American goaltender Ryan Miller, whose nearly 20 season career set a number of records for U.S.-born goaltenders, today announced he will retire from the NHL’s Anaheim Ducks at the end of this current season, at the age of 40.
Miller, the East Lansing, Michigan native who was a standout collegiate goaltender for his hometown Michigan State Spartans, debuted for the Buffalo Sabres in 2002, three years following his draft year, emerging as the first major standout goaltender for the Sabres since the Dominik Hašek era, helping the Sabres to a surprising Eastern Conference finals berth in 2006. In his twelve seasons with the Sabres, Miller would be named an NHL All-Star in 2007, win the Vezina Trophy as top NHL goaltender in 2010, and surpass Hašek as the Sabres leader in wins with 235 by 2012. Miller was traded at the 2014 trade deadline to St. Louis, spending only 19 games before signing with the Vancouver Canucks in the offseason. Miller would spend three seasons each with the Canucks and Anaheim Ducks, with injuries and age reducing his playing time, and would only start four playoff games in his final six seasons. Miller retires 14th all time on the NHL wins list at 390 (as of this writing), and has the most wins by a U.S.-born goalie in NHL history.

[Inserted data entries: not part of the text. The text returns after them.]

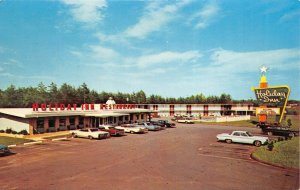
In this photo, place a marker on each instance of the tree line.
(23, 97)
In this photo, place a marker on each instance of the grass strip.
(12, 140)
(285, 153)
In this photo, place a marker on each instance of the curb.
(59, 139)
(271, 164)
(30, 143)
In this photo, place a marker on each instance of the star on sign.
(263, 69)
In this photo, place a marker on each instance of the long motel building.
(169, 110)
(59, 117)
(43, 118)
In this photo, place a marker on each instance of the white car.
(242, 137)
(91, 133)
(186, 120)
(130, 128)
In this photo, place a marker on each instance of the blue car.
(4, 149)
(149, 126)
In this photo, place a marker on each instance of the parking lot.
(186, 157)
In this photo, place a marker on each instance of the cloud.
(205, 16)
(103, 53)
(13, 62)
(154, 18)
(86, 11)
(168, 57)
(38, 77)
(231, 61)
(290, 15)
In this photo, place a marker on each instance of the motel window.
(81, 120)
(40, 123)
(51, 122)
(72, 120)
(62, 121)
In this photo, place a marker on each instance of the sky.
(167, 48)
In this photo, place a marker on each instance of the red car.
(112, 130)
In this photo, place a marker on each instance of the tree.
(140, 97)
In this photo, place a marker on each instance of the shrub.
(23, 132)
(8, 130)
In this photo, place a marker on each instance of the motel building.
(43, 118)
(199, 110)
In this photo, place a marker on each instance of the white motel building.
(43, 118)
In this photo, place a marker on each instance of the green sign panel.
(276, 97)
(273, 97)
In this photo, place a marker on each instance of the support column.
(56, 123)
(67, 120)
(76, 121)
(32, 125)
(86, 122)
(46, 124)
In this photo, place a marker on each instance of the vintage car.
(91, 133)
(132, 128)
(149, 126)
(186, 120)
(167, 123)
(113, 131)
(242, 137)
(4, 149)
(161, 125)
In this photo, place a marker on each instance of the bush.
(8, 130)
(23, 132)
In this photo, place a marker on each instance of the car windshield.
(249, 134)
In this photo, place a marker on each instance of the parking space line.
(229, 158)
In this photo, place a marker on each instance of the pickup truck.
(167, 123)
(91, 133)
(112, 130)
(242, 137)
(185, 120)
(131, 128)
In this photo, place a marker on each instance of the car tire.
(257, 143)
(269, 133)
(291, 135)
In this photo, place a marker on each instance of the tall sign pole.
(271, 97)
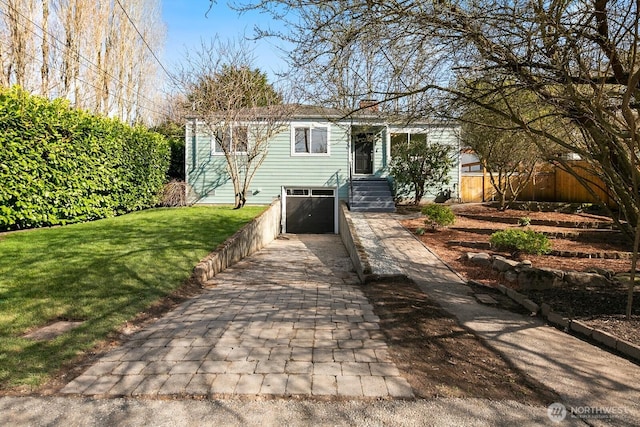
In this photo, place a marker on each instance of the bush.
(174, 194)
(525, 241)
(59, 165)
(524, 221)
(438, 215)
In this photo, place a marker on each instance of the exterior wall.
(206, 172)
(208, 178)
(442, 134)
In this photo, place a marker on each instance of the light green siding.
(206, 172)
(210, 183)
(442, 134)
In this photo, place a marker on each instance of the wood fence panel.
(550, 185)
(571, 189)
(472, 188)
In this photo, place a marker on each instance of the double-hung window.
(232, 139)
(310, 140)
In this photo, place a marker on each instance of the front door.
(363, 154)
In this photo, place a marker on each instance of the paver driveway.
(288, 320)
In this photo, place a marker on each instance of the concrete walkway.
(291, 321)
(585, 376)
(288, 320)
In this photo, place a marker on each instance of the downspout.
(350, 161)
(459, 138)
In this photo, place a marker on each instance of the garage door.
(310, 211)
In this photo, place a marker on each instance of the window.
(233, 139)
(310, 140)
(406, 138)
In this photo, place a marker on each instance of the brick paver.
(288, 320)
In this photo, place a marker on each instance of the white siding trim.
(309, 125)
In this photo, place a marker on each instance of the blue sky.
(187, 25)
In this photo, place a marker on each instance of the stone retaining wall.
(577, 327)
(527, 277)
(352, 243)
(249, 239)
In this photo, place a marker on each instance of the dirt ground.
(599, 307)
(438, 357)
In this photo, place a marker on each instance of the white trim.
(309, 125)
(336, 203)
(213, 146)
(283, 207)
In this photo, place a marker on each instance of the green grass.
(103, 272)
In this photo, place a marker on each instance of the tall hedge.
(59, 165)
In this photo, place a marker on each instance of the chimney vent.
(369, 105)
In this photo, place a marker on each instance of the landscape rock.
(584, 280)
(502, 264)
(482, 258)
(539, 278)
(603, 272)
(511, 276)
(468, 256)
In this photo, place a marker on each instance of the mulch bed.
(600, 308)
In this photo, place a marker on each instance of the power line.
(80, 55)
(90, 84)
(145, 42)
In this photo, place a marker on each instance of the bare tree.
(89, 52)
(240, 108)
(580, 59)
(508, 153)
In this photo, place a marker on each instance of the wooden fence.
(549, 185)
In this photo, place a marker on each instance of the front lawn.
(102, 272)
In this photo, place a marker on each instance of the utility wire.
(80, 55)
(90, 84)
(145, 43)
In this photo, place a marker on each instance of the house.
(317, 159)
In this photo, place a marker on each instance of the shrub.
(59, 165)
(438, 215)
(524, 221)
(525, 241)
(174, 193)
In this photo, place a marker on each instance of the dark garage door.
(310, 211)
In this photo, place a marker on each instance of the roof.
(368, 115)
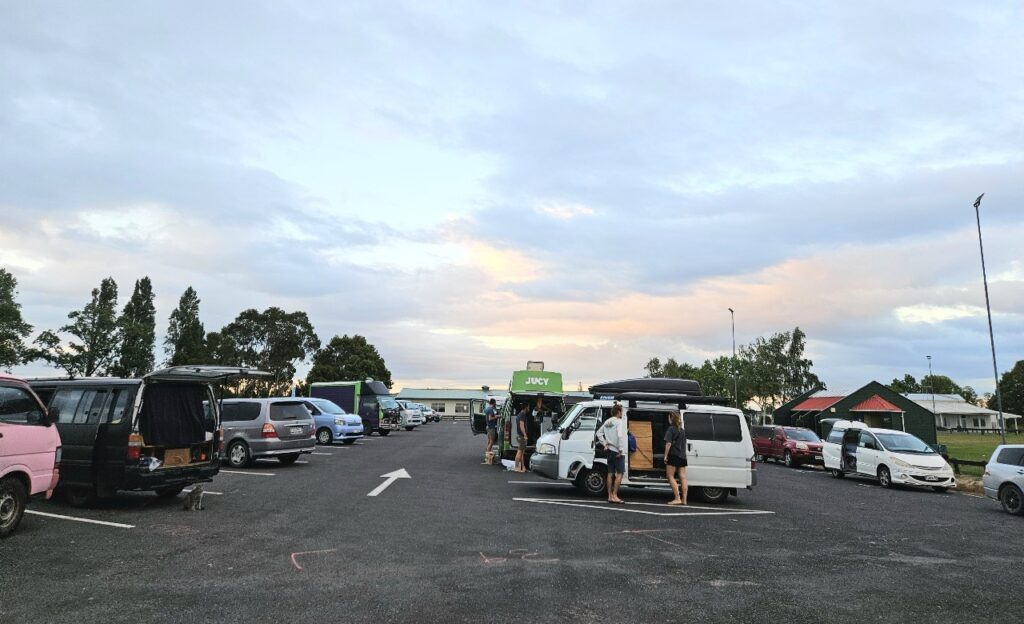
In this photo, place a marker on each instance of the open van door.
(477, 420)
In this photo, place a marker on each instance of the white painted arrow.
(391, 477)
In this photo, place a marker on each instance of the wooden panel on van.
(643, 457)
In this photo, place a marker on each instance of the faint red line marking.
(295, 554)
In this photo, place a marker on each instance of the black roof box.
(653, 385)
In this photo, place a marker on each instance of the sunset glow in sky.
(471, 185)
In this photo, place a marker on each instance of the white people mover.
(890, 456)
(719, 449)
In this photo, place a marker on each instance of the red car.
(795, 446)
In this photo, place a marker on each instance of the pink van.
(30, 451)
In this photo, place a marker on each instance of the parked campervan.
(154, 433)
(30, 452)
(853, 449)
(719, 449)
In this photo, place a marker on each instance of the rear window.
(240, 411)
(1011, 457)
(717, 427)
(289, 411)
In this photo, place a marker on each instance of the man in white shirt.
(613, 435)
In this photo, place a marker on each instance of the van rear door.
(719, 450)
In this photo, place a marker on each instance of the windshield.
(569, 416)
(802, 435)
(328, 407)
(904, 443)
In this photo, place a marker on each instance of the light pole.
(735, 383)
(988, 307)
(931, 382)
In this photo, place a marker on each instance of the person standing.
(614, 438)
(675, 458)
(491, 417)
(522, 438)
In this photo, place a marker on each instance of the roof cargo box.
(653, 385)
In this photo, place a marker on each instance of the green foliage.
(13, 329)
(95, 326)
(185, 341)
(271, 340)
(138, 333)
(940, 384)
(769, 371)
(348, 359)
(1012, 390)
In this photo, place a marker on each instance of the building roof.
(875, 404)
(816, 404)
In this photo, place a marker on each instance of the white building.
(952, 412)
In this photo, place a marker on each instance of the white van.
(890, 456)
(719, 449)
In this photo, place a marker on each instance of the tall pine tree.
(138, 332)
(13, 329)
(185, 341)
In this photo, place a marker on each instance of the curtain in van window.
(172, 414)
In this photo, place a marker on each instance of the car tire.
(593, 482)
(1012, 499)
(885, 477)
(715, 496)
(239, 455)
(169, 491)
(12, 501)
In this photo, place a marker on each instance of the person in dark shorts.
(675, 458)
(522, 438)
(491, 416)
(614, 438)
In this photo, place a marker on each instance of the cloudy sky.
(588, 183)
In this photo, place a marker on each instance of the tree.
(348, 358)
(13, 329)
(271, 340)
(1011, 389)
(185, 341)
(95, 326)
(138, 333)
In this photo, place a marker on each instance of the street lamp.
(735, 383)
(988, 307)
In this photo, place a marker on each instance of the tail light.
(134, 447)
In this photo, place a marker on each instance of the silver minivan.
(256, 428)
(1004, 477)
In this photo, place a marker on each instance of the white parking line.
(80, 520)
(676, 510)
(248, 472)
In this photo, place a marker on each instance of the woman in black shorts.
(675, 458)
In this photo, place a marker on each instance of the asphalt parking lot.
(463, 542)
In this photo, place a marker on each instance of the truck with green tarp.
(542, 392)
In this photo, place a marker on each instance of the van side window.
(65, 403)
(240, 411)
(1013, 457)
(17, 407)
(119, 404)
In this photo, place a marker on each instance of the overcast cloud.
(589, 183)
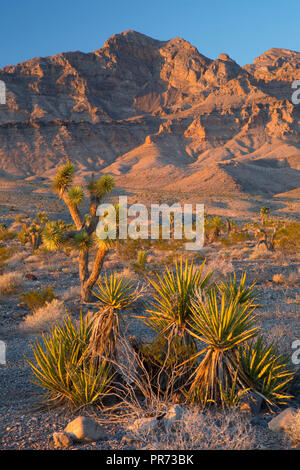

Miller, who did not play for Team USA at the junior level, first joined the senior squad at the 2001 World Championships, suiting up for the next three tournaments medal-less. Miller saw his first substantial action at the 2010 Vancouver Olympics, where he had a staggering .946 save percentage in five wins, leading Team USA to the Gold Medal game, where they would settle for Silver as Miller was in net for the historic overtime “Golden Goal” by Sidney Crosby, and despite the loss, was named Tournament MVP. Miller would return at the 2014 Sochi Olympics, but only saw one start, with the U.S. finishing fourth.
While Miller did not capture the IHLC over his career, his contributions to American hockey, and goaltending in particular, cannot be understated, so we recognize his accomplishments in spite of this fact, and wish Ryan and his family the very best for his retirement and the things to come!